Je demande d’abord qu’on
s’explique sur la question de savoir si le crédit de 50,000 fr. alloué pour les
fêtes de septembre a été dépensé en entier pour l’objet auquel il était
destiné, et dans le cas de l’affirmative, je demande qu’on nous dise où on a
puisé les fonds pour commencer à l’ancien hôtel van Maanen
les constructions que la chambre avait repoussées.
M.
Rogier. - Messieurs, comme les constructions dont il s’agit ont été
commencées sous mon ministère, je crois de mon devoir de les défendre. Mon
intention, messieurs, était de prendre les premiers frais de ces constructions
sur les fonds destinés aux fêtes de septembre. Je ne sais si l’imputation a eu
lieu sur ce crédit, mais telle était mon intention, j’en fais l’aveu formel.
Je crois que les
explications dans lesquelles je vais entrer, justifieront aux yeux de la
chambre le ministère dont je faisais partie d’avoir entrepris des travaux que
j’ai à regretter de ne pas voir continuer par mes successeurs.
Le gouvernement, dans
toutes les circonstances où des réunions publiques avaient eu lieu à Bruxelles,
avait été frappé du manque absolu de locaux convenables pour réunir un grand
concours de monde. On sait, messieurs, qu’à cet égard le gouvernement est à la
merci de la ville de Bruxelles ou des simples particuliers, à telles enseignes
que lorsqu’il s’est agi de distribuer les instruments d’honneur aux chefs de
musique des divers régiments de l’armée qui étaient venus concourir aux fêtes
de septembre l’année dernière, il a fallu emprunter le local d’un café près du
Parc.
C’est là seulement que
le gouvernement a pu faire la distribution des instruments d’honneur, mais de
telle manière que ceux qui ont reçu des récompenses ont pu seuls pour ainsi
dire assister à la cérémonie.
Le gouvernement ne possède
pas à Bruxelles une seule salle où il puisse réunir cinquante personnes pour
une cérémonie quelconque. Cependant, le décret du gouvernement provisoire a
voulu qu’il fût célébré des fêtes nationales, et chacun de vous désire que le
plus de monde possible soit admis à la participation de ces fêtes. Tantôt c’est
pour un concours de musique, tantôt pour une exposition de peinture, tantôt
pour une exposition des produits de l’industrie que le manque de local se fait
sentir.
Le gouvernement, en
instituant des expositions d’objets d’art et d’industrie, a senti aussi la
nécessité de créer un local destiné à ces expositions.
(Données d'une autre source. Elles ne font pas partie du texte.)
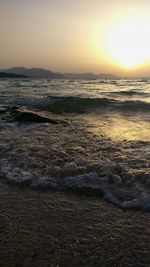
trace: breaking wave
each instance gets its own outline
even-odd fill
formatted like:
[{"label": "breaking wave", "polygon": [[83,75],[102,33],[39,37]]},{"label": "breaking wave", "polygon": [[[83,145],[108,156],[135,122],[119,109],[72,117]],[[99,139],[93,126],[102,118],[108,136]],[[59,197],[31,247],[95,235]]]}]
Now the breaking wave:
[{"label": "breaking wave", "polygon": [[[99,177],[97,173],[85,173],[62,179],[43,177],[33,179],[28,172],[19,176],[1,173],[1,180],[17,185],[28,185],[34,190],[72,191],[80,194],[92,194],[103,197],[106,201],[121,209],[138,209],[150,211],[150,196],[141,187],[125,188],[118,180],[118,185],[111,185],[108,177]],[[5,177],[5,178],[4,178]]]},{"label": "breaking wave", "polygon": [[[140,100],[120,101],[109,98],[47,97],[37,102],[37,107],[56,113],[88,113],[91,111],[114,110],[118,112],[150,111],[150,103]],[[39,105],[38,105],[39,104]]]},{"label": "breaking wave", "polygon": [[150,112],[150,103],[140,100],[116,100],[113,98],[82,98],[48,96],[37,99],[1,99],[3,105],[21,105],[47,110],[54,113],[90,113],[90,112]]}]

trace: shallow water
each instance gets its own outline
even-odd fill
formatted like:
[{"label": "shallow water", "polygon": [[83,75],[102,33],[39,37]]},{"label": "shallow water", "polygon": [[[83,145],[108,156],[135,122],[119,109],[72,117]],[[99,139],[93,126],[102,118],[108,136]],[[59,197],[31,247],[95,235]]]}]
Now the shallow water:
[{"label": "shallow water", "polygon": [[0,121],[2,182],[92,192],[150,210],[148,80],[0,81],[1,106],[47,110],[69,125]]}]

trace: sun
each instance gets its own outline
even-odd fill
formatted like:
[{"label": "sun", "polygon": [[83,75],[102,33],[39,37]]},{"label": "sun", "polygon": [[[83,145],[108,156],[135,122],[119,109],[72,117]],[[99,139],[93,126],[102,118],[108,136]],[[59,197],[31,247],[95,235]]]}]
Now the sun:
[{"label": "sun", "polygon": [[111,25],[106,52],[122,67],[133,69],[150,60],[150,18],[126,18]]}]

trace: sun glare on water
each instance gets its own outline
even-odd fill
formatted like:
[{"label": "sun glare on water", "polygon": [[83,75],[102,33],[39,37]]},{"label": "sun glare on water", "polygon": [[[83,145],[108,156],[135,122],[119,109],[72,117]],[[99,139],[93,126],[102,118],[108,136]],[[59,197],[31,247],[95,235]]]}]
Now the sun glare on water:
[{"label": "sun glare on water", "polygon": [[128,18],[109,27],[106,50],[113,62],[132,69],[150,61],[150,18]]}]

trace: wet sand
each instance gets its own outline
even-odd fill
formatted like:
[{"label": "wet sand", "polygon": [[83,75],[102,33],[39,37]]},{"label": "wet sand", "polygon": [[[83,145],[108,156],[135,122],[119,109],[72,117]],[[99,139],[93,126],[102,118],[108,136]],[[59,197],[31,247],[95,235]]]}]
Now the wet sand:
[{"label": "wet sand", "polygon": [[150,217],[101,198],[0,186],[0,266],[150,266]]}]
Le conservatoire de
musique de Bruxelles prend chaque jour de plus grands développements, qui
manque également de local pour ses concerts.
Le gouvernement avait
créé un musée national, il a été dans l’obligation d’emprunter un salon pour déposer
les tableaux qu’il avait achetés et ceux qu’il se proposait d’acquérir.
Il était aussi question
d’acquérir, en peu de frais, un cabinet d’estampes, et la difficulté de trouver
un local dans la ville de Bruxelles a fait manquer une négociation qui aurait
été fort utile pour les arts en général en Belgique.
C’est frappé de ces
considérations et d’autres dont je ferai grâce à la chambre que le gouvernement
a résolu l’année dernière d’établir sur les ruines de l’ancien hôtel du
ministère de la justice un monument national destiné à toutes les grandes
réunions nationales et en même temps à recevoir toutes les collections
appartenant au pays. Mais on a voulu procéder avec économie. On a pensé qu’en
prenant chaque année sur les fonds alloués pour les fêtes publiques, une
certaine somme, on parviendrait en 10 ou 20 ans, à avoir un tel monument qui
manque à la capitale et dont la dépense se ferait insensiblement.
Des raisons d’économie
exigeaient aussi que cette construction eût lieu. On s’est élevé à plusieurs
reprises contre l’élévation des dépenses faites pour construction dans les
fêtes précédentes. Une première année, on dépensa pour cet objet 25,000 fr., et
la seconde année 12 ou 15,000 fr. Cependant la réunion avait lieu en plein air,
et il ne fallait qu’un mauvais temps pour faire manquer tout à fait la fête,
car il n’y avait nulle part une salle où le public pût être abrité.
D’après le plan que
j’avais fait faire pour les constructions commencées à l’ancien ministère de la
justice, il devait y avoir une salle très grande destinée à recevoir le plus de
monde possible, de manière à ne pas admettre seulement les classes
privilégiées, mais tous ceux que les fêtes nationales pouvaient intéresser.
J’avoue que je ne
comprends pas les reproches qu’on pourrait adresser au gouvernement pour les
constructions ordonnées sur les ruines de l’ancien hôtel de la justice. Il
n’est pas exact de dire que la chambre se soit opposée à ces constructions.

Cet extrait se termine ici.